The vast majority of mortgage holders in the UK have a fixed-rate mortgage, so for most, nothing will change. The key points for mortgage holders are:
- Fixes are fixed. But sort a new deal soon if yours is coming to an end. As the name suggests, rates – and the amount you pay – WON'T change during the fixed period.
- Lenders MAY raise standard variable rate (SVR) or 'discount' mortgages. These move at the whim of lenders. You'll usually be on an SVR after your fix or tracker ends. A 'discount' mortgage, meanwhile, follows the SVR at a set rate, for example, if the SVR is 4% and the rate is SVR minus one percentage point, it's 3%.
- On a tracker mortgage? Rates will increase. As the name suggests, these 'track' the base rate, so mortgage costs will go up. In general, this latest rise means about a £23 increase in your monthly payments per £100,000 of mortgage.
What should I do with my mortgage?
What you should do depends on what sort of mortgage you have now and whether you're close to the end of your initial mortgage term:
- If you're on a fixed rate. Nothing will change with your existing deal, however, any new deal you remortgage to in future may now be more expensive. If you're close to the end of your current term, you might want to search for a new mortgage deal now. You can usually lock in a mortgage offer three to six months ahead of time.
If you've six months or longer to go on your fix, you'll either need to wait for your initial deal term to run out, or pay the charge to leave early.
- If you're on a standard variable rate (SVR) or 'discount' mortgage. If you're on the SVR, you're free to remortgage to a new deal at any time. It's worth checking if you can, as SVRs tend to be pricey.
If you're on a discount mortgage that has gone up, you may be able to remortgage without penalty, but do check. If not, you'll either need to wait for your initial deal term to run out, or pay the charge to leave early.
- If you're on a tracker mortgage. If you're concerned about this rise, or further rate rises, check now to see if you can switch to a better deal. However, do check if there are penalties to leave your current deal now – many trackers do have them. If not, then you're free to switch to another mortgage.
If you do have early repayment charges, you'll either need to wait for your initial deal term to run out, or pay the charge to leave early.

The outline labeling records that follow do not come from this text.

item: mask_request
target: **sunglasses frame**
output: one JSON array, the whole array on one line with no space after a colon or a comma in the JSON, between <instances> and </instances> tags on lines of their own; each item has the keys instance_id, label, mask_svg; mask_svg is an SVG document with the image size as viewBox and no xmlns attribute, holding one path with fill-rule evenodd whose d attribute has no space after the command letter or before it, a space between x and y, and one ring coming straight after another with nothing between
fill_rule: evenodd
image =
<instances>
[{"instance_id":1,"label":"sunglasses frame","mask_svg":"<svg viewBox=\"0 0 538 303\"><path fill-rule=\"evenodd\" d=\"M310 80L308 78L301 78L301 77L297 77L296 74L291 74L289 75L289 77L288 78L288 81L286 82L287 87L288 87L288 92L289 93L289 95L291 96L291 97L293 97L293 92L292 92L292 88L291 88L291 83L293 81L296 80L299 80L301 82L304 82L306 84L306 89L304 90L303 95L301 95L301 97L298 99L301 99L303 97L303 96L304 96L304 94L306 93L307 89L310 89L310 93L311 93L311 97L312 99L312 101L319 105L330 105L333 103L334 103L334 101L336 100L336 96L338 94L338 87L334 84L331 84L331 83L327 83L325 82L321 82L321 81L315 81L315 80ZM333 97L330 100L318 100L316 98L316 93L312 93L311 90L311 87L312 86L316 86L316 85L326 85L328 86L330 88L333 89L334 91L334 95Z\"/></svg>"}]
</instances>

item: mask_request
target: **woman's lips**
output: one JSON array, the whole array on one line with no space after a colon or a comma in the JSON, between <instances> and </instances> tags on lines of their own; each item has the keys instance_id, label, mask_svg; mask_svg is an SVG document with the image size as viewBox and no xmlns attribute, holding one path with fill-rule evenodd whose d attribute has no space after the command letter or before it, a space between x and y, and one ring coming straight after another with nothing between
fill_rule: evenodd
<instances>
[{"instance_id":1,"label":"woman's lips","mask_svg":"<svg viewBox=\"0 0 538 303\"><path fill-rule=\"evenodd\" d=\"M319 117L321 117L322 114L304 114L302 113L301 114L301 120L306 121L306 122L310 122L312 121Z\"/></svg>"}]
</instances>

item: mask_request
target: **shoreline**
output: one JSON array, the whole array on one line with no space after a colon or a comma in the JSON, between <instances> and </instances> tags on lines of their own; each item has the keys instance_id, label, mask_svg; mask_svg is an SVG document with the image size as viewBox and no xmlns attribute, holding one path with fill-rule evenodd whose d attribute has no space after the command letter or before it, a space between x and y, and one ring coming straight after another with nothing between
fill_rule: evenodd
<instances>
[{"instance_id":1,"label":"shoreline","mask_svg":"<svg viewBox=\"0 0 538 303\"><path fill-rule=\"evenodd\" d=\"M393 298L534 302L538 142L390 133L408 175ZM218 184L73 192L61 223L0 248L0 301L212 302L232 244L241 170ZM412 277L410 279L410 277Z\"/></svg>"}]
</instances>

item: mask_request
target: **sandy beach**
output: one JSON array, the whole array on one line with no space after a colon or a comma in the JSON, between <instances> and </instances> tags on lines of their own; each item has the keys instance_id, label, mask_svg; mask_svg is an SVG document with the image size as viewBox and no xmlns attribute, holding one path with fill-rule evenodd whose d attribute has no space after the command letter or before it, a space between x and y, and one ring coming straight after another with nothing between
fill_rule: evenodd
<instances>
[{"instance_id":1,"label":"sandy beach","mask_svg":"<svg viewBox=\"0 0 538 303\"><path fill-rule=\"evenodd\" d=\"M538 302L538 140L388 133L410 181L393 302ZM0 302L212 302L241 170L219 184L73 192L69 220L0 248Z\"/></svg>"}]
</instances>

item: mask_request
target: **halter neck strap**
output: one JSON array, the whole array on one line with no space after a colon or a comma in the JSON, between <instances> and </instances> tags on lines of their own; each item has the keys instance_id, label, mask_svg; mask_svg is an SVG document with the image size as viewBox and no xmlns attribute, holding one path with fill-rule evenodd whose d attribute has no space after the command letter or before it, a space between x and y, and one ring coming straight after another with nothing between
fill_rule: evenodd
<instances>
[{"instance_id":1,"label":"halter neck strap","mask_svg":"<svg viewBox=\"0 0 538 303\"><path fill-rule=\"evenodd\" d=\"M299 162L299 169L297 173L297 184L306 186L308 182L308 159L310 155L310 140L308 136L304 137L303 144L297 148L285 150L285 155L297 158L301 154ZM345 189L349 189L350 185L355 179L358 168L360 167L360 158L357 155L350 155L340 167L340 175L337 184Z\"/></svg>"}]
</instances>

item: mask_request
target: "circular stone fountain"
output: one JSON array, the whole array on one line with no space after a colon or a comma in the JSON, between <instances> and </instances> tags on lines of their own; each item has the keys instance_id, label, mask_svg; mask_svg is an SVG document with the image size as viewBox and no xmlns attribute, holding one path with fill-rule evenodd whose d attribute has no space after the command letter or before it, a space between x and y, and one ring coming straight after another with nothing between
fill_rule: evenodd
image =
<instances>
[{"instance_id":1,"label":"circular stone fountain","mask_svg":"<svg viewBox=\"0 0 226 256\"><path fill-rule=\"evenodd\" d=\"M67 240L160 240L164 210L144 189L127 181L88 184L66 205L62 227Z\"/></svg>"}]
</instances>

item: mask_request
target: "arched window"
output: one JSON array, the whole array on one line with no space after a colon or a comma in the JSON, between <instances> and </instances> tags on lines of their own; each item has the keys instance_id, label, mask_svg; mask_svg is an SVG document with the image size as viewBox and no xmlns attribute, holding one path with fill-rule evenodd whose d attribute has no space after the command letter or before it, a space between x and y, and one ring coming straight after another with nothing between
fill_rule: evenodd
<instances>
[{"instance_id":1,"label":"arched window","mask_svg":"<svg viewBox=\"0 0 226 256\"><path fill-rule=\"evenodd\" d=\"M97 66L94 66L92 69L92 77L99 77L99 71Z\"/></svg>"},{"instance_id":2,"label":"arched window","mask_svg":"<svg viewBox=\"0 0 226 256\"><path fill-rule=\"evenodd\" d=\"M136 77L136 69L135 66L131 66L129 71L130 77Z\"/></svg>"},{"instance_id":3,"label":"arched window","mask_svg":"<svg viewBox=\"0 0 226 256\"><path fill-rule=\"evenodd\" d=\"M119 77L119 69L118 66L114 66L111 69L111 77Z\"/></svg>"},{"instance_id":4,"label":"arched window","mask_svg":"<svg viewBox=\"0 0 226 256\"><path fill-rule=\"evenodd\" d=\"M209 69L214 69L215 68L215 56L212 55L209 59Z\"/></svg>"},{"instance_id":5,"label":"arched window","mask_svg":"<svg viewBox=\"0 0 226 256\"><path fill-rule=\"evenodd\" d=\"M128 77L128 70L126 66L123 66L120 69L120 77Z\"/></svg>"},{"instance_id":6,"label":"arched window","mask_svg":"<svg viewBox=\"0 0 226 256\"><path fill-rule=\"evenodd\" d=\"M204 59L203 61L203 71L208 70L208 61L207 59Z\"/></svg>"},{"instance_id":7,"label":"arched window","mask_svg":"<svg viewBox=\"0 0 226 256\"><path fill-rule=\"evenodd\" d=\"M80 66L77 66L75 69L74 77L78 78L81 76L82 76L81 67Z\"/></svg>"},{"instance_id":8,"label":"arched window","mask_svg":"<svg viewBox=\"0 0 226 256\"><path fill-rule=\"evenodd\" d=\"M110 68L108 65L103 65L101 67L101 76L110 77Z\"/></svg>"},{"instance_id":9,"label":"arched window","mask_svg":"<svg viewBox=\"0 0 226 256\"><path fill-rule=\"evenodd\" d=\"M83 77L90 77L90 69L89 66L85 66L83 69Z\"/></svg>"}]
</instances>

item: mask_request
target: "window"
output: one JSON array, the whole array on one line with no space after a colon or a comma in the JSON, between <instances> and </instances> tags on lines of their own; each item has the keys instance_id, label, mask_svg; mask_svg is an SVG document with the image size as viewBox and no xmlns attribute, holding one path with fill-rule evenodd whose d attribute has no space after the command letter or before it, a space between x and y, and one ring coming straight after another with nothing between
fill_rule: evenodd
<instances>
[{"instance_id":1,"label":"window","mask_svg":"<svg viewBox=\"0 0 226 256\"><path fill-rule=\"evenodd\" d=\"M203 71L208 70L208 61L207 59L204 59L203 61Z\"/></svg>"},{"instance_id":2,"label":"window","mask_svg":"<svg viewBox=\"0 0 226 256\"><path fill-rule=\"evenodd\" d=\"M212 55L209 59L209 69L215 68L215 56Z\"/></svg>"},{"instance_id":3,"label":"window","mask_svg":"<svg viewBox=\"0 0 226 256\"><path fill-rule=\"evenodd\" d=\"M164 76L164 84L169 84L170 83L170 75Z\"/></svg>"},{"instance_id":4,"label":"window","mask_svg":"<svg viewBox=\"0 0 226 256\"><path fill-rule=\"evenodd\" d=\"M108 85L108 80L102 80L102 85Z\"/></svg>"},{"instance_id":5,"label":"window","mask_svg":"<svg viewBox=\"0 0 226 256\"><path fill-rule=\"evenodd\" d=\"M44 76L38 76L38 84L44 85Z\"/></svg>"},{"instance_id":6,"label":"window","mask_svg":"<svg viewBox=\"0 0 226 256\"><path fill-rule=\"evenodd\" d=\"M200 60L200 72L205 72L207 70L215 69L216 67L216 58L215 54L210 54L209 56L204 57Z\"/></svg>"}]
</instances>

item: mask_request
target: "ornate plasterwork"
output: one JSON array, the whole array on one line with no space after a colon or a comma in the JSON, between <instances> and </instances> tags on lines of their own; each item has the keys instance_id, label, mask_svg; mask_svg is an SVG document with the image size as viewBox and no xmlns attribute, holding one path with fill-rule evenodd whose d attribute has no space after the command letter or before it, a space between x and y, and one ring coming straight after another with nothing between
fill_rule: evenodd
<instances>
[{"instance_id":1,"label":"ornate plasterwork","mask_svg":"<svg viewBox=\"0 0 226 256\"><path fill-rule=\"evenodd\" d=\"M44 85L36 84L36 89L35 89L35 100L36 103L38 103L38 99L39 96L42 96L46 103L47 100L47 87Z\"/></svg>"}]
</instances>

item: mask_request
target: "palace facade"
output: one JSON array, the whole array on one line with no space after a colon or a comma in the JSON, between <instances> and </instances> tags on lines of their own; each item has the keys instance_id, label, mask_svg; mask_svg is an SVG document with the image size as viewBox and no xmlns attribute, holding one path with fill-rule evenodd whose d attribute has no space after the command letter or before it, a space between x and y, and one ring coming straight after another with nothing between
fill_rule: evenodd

If looking for a new deal, see our Remortgage guide or First-time buyers' guide for help, plus our Mortgage Best Buys comparison tool for the top deals. And if you're in need of a mortgage broker, visit our Cheap mortgages guide for the full breakdown.
I'm a saver. What happens now?
The base rate increase could affect all types of savings accounts. In general, savers benefit from base rate rises – though some high-street banks can be slow to pass increases on to customers, and new best-buy deals don't always emerge straightaway. We've asked all the main providers what their plans are and we've included any responses that we've received below:
- West Brom Building Society will increase rates by 0.5 percentage points on its savings tracker accounts from Wednesday 28 September, and is currently reviewing its variable rates.
Savers should wait a few days before switching
Whatever rate you're on currently, it may be worth waiting a few days to see if best-buy rates improve before switching – for a full round-up, see our daily updated Top savings guide. Our current top picks, which could change at any time, are:
- Up to 2.5% on easy access. Yorkshire Building Society pays a top rate of 2.5% and allows you to start saving from just £1.
- Up to 3.9% on a one-year fix. Investec is our top pick as it pays the top one-year fixed rate of 3.9%, but you'll need a minimum of £5,000 to open an account. If you have less to save, Oxbury Bank pays a lower rate of 3.65% and can be opened with a minimum of £1,000.
- Up to 4.3% on a two-year fix. SmartSave pays the top rate of 4.3% but you'll need a minimum of £10,000 to start. If you've got less to save, Oxbury Bank has a lower rate of 4.1% but allows you to start saving from £1,000.